Leye: Wir sind gut, aber wir können auch nicht über Wasser laufen.
taz: Andererseits hat die schleppende Aufnahme von Mitgliedern auch für viel Unmut gesorgt. Manche sind deshalb enttäuscht abgesprungen.
Leye: Wir werden das Verfahren in diesem Jahr ändern, das haben wir angekündigt, und das werden wir tun. Aber es war notwendig. Das erste Jahr ist für eine neue Partei immer wie Wilder Westen: Leute kommen zusammen, müssen sich sortieren, ringen um den Kurs. Das sorgt für Chaos. Wir hatten keinen Welpenschutz, sondern mussten von Tag eins an handlungsfähig sein. Deshalb haben wir versucht, diese Kinderkrankheiten zu überspringen. Das war vielleicht nicht immer für alle Menschen schön, aber es war einfach notwendig, und die meisten haben das auch verstanden.

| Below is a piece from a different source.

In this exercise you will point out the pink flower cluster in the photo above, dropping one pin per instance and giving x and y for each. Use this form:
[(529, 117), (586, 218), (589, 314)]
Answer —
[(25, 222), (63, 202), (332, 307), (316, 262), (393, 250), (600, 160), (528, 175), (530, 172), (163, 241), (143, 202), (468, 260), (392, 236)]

taz: Wagenknecht hat ihre politische Zukunft jetzt an den Erfolg des BSW geknüpft. War das klug?
Leye: Ich erlebe das immer wieder, dass die Leute sich fragen: Was will uns Frau Wagenknecht damit sagen? Ich wundere mich immer, dass man so selten auf die Idee kommt, dass Frau Wagenknecht genau das sagen möchte, was sie sagt.
taz: Was machen Sie, wenn es nicht klappt?
Leye: Es wird klappen. Wir werden mit einer starken Fraktion in den nächsten Bundestag einziehen und dort die Politik machen, für die wir jetzt werben: für Frieden, Gerechtigkeit und Vernunft und für die arbeitenden Menschen im Land. Das hat jahrelang gefehlt und ist ein Grund dafür, dass hier die Risse in der Gesellschaft so groß sind.